Teamarbeit mit Struktur

Patrique:
Was gehört bei uns konkret zu deinem Arbeitsbereich?

Melissa:
Ich kümmere mich um die Aktenführung, telefoniere mit Mandant:innen, Gerichten und Behörden, manchmal auch mit Justizvollzugsanstalten. Ich bearbeite die Post, koordiniere Termine, bereite Besprechungen vor und rechne nach dem RVG ab. Außerdem bin ich oft die erste Ansprechperson, wenn jemand anruft – und das oft in sensiblen intimen Situationen.
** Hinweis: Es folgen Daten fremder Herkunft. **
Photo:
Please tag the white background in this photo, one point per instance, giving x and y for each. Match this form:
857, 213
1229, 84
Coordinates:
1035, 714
Wenn jemand zum Beispiel plötzlich mit einem Ermittlungsverfahren konfrontiert wird oder sich gegen ein Stadionverbot wehren möchte, ist oft erst einmal viel Unsicherheit da.
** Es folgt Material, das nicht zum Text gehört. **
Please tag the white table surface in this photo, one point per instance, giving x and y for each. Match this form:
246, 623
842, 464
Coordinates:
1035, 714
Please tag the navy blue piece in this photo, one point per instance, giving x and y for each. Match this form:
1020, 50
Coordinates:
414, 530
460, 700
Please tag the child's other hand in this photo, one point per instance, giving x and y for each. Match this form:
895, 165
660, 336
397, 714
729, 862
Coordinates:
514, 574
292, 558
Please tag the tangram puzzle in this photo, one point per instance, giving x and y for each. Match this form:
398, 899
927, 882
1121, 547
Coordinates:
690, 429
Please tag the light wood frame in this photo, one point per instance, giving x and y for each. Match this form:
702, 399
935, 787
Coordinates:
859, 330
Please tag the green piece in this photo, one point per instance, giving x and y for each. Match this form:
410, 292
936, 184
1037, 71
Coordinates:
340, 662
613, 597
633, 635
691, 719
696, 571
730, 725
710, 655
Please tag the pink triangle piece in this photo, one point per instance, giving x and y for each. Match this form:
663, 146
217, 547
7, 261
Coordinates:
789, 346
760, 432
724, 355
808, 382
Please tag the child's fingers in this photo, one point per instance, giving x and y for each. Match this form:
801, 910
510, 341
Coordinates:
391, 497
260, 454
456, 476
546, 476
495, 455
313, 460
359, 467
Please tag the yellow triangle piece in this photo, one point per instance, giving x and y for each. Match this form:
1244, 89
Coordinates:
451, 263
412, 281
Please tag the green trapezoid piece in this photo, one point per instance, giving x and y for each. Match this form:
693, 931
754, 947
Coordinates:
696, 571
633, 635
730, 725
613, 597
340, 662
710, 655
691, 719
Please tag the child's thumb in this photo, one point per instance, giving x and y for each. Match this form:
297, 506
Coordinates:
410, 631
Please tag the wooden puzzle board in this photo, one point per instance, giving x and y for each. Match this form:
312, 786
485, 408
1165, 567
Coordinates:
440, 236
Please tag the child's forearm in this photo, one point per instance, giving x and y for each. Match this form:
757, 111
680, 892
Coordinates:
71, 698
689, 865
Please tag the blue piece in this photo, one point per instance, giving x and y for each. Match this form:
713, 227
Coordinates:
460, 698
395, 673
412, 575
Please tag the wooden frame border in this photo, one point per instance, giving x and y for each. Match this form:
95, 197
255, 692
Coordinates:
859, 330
„Gerade bei emotionalen Themen wie Polizeieinsätzen oder Stadionverboten ist es wichtig, auf Augenhöhe zu kommunizieren – freundlich, aber auch klar.“

Patrique:
Und da ist es wichtig, mit Ruhe, Struktur und auch mit Einfühlungsvermögen zu reagieren. Gerade in der Arbeit als Fananwalt spielt der erste Kontakt eine große Rolle.

Melissa:
Absolut. Die Leute merken, ob sie ernst genommen werden. Gerade bei emotionalen Themen wie Polizeimaßnahmen bei Fußballspielen oder bei strafrechtlichen Vorwürfen ist es wichtig, auf Augenhöhe zu kommunizieren – freundlich, aber auch klar. Ich finde es spannend, dass ich als Rechtsanwaltsfachangestellte genau an dieser Stelle mitwirken kann.

Patrique:
Gerade bei sensiblen Themen ist deine Verlässlichkeit ein echter Mehrwert. Das spüren auch die Mandant:innen.

Melissa:
Danke! Für mich fühlt sich das nicht wie „nur Büroarbeit“ an, sondern wie ein Beitrag, der wirklich zählt.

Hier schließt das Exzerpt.